The driving concept behind the botanical trail was that it "should make both San people and visitors aware of the multiple ways the San ancestors of the Western Cape used the indigenous flora, namely the fynbos plants." What I appreciate is that the process of creating the trail helped recover and disseminate this traditional knowledge within the San communities. That there are then tourists who come just to be exposed to this knowledge - for a fee - helps affirm the value of tradition and thereby San culture itself. (Yes, there's a lengthy digression about commodification and the risk of culture coming to have value only if it can be commercialised in some manner - or only if externally validated - but let's hold that for another time.)
More on the ethno-botanical trail, from the material I received from responsible tourism maven, Helen Turnbull:
It took an entire year to design and implement the plant trail as every small step was carried out by the !Khwa ttu reference group, whose members were in the majority San guides and trainee guides, their trainer – who is also a landscape architect - and the !Khwa ttu CEO. In numerous lively discussions the concept of both the trail and the exhibition were developed and finalised.

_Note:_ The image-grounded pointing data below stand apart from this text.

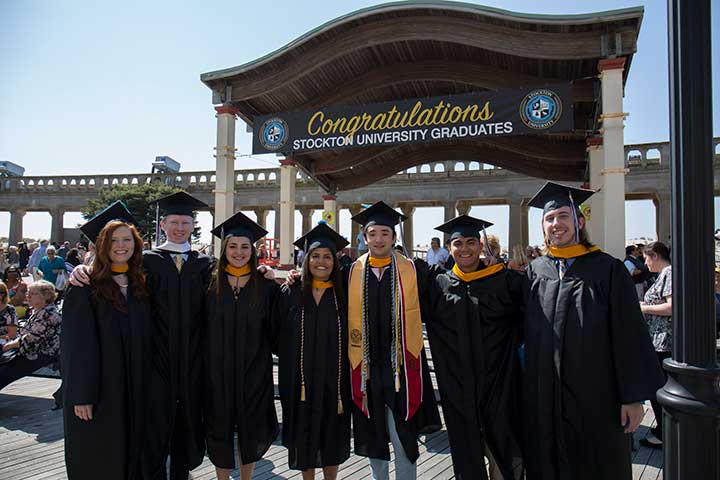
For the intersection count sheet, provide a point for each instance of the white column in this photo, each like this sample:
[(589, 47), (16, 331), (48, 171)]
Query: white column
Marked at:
[(261, 215), (613, 119), (596, 222), (408, 233), (330, 211), (463, 208), (288, 173), (306, 213), (224, 166)]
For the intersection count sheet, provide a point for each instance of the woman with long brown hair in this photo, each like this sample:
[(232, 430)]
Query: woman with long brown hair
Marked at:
[(239, 383), (311, 319), (105, 347)]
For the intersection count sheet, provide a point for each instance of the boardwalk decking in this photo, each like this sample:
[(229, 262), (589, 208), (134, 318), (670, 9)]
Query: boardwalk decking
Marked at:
[(31, 444)]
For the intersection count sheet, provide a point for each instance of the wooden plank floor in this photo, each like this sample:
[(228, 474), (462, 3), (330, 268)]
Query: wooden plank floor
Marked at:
[(31, 444)]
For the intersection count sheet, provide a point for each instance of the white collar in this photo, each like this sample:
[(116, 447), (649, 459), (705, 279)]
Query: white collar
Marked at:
[(175, 247)]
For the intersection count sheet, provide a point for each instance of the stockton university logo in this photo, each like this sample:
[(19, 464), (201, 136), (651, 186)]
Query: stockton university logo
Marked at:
[(540, 109), (273, 134)]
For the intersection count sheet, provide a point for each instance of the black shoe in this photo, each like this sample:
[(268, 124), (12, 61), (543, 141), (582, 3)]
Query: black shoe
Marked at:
[(651, 442)]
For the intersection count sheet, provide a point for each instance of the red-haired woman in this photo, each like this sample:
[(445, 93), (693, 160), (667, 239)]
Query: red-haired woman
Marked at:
[(105, 346)]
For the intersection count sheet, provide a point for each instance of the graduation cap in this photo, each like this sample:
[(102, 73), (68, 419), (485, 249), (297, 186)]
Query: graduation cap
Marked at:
[(467, 226), (379, 214), (115, 211), (179, 203), (554, 195), (239, 225), (321, 236)]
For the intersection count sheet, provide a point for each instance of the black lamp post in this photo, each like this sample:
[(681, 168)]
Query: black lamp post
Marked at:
[(691, 396)]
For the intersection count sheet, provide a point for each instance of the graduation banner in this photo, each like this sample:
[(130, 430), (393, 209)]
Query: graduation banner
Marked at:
[(471, 115)]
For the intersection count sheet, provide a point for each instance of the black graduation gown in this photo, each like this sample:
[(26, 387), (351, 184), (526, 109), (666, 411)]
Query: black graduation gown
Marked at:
[(239, 396), (313, 432), (175, 392), (475, 331), (370, 434), (587, 352), (105, 355)]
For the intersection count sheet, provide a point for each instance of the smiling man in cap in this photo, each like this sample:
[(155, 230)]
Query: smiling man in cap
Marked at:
[(590, 364)]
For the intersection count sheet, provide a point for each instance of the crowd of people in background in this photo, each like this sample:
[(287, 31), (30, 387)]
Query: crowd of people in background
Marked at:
[(234, 297)]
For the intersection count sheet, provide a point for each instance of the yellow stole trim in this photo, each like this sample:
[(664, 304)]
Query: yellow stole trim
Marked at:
[(572, 251), (320, 284), (379, 262), (485, 272), (237, 272), (119, 268), (413, 324)]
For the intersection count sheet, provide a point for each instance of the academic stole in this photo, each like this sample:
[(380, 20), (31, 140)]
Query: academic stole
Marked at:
[(407, 332)]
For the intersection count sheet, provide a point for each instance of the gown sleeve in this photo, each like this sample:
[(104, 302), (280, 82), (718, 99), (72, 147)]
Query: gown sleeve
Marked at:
[(79, 349), (639, 374)]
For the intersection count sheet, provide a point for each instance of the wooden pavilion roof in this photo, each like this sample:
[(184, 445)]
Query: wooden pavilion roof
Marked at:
[(416, 49)]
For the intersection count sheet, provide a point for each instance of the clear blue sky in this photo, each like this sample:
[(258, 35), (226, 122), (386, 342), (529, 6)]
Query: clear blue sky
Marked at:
[(101, 87)]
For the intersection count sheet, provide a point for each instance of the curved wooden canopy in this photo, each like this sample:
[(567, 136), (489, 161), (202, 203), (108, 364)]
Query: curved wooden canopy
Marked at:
[(416, 49)]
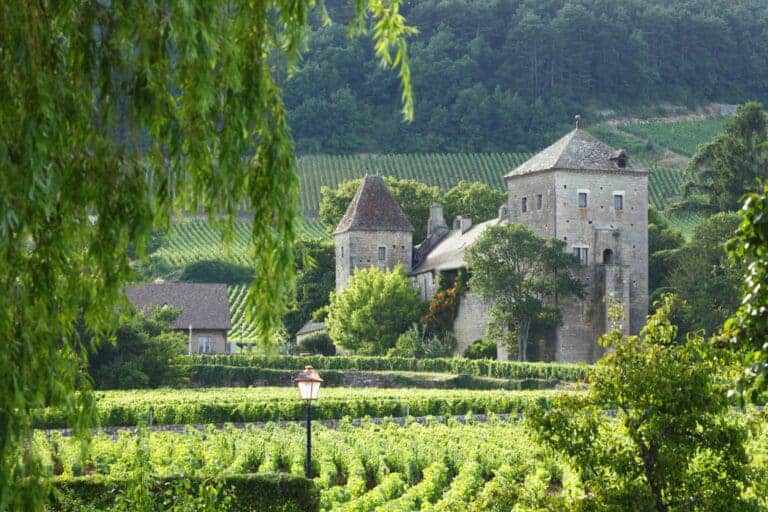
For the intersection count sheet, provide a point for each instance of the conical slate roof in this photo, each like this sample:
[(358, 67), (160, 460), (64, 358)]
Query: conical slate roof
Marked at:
[(373, 209), (578, 150)]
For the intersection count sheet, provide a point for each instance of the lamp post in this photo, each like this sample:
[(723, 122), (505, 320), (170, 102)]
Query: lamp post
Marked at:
[(308, 382)]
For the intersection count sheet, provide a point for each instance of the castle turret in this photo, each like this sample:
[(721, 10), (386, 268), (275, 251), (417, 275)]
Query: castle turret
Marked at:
[(373, 232)]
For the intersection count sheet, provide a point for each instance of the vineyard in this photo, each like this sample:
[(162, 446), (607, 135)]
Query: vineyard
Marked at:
[(221, 405), (680, 136), (438, 467), (443, 170), (189, 241)]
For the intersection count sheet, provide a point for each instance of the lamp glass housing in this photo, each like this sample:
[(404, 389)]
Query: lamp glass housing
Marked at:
[(308, 383)]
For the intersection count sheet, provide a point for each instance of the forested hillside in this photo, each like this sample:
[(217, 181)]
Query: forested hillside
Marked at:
[(508, 75)]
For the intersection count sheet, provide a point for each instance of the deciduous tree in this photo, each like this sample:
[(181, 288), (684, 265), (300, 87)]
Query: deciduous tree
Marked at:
[(376, 308), (520, 274)]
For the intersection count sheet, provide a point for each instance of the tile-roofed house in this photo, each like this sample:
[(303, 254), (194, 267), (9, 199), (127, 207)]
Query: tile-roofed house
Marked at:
[(373, 208), (577, 150), (204, 309)]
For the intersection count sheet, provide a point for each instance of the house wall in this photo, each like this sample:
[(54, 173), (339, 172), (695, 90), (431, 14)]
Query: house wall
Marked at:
[(218, 339), (360, 249)]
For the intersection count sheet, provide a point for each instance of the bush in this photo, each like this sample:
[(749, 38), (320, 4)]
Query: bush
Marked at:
[(416, 343), (216, 271), (319, 343), (246, 493), (481, 350)]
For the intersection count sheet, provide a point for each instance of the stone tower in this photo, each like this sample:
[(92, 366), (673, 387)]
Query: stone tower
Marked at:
[(592, 197), (373, 232)]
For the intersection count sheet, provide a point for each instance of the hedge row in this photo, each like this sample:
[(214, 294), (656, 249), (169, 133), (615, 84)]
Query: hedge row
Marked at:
[(475, 367), (263, 404), (248, 493), (233, 376)]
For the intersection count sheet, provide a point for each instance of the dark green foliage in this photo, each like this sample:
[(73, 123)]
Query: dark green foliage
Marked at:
[(316, 278), (678, 448), (247, 493), (509, 75), (239, 376), (143, 354), (747, 330), (481, 349), (320, 344), (729, 166), (478, 368), (216, 271)]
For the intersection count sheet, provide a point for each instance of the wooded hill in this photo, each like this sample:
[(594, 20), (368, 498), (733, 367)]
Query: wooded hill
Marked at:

The implementation though took place on various levels. On the one hand the guides and trainee guides conducted intensive literature research into fynbos vegetation; on the other hand they manually cleared the area for the trail, which is nested between some rock outcrops. The research resulted in naming the themes of the plant circles ‘Teas and Beverages’; ‘Women’s Health, Beauty and Child Care’; ‘General Health Remedies’; ‘Food and Spices’ and ‘Hunting and Household’. It also led to identifying suitable plants in the !Khwa ttu vicinity, which were then transplanted and propagated at the newly established !Khwa ttu nursery. Some of the useful fynbos plants raised at the !Khwa ttu nursery are sold at the end of the plant trail.
The !Khwa ttu maintenance team also played an important role in setting up the plant trail. They installed the irrigation scheme, fitted the frames for the plant labels and constructed the wooden showcases.
Renowned San artists from Platfontein near Kimberley in South Africa, were invited to !Khwa ttu to paint a mural reflecting the different historical eras of the San. Their colourful mural was divided into the San’s early past, which was one of abundance; their recent past, which was sadly one of dispossession and marginalisation; and the current circumstances of revitalisation and participation. The same timeline is also mirrored in the poster photographs hanging on the wall opposite the mural and the artefacts displayed in the showcases.
There's also a lovely post on !Khwa ttu's blog written by a trainee guide and ‡Khomani woman from the southern Kalahari.
I've really enjoyed !Khwa ttu over the years and believe it's an under-appreciated experience in the Cape Town region (as I've written about previously). Happy to have another excuse to visit again!
I'm also keen to see the mural done by the !Xun and Khwe artists from Platfontein - there are several from this community whose paintings and prints are in the (exceptional and overlooked) William Humphreys gallery in Kimberley and in major collections around the world. (The Platfontein community's land also encompasses Wildebeest Kuil, one of the best rock art engraving sites in southern Africa!)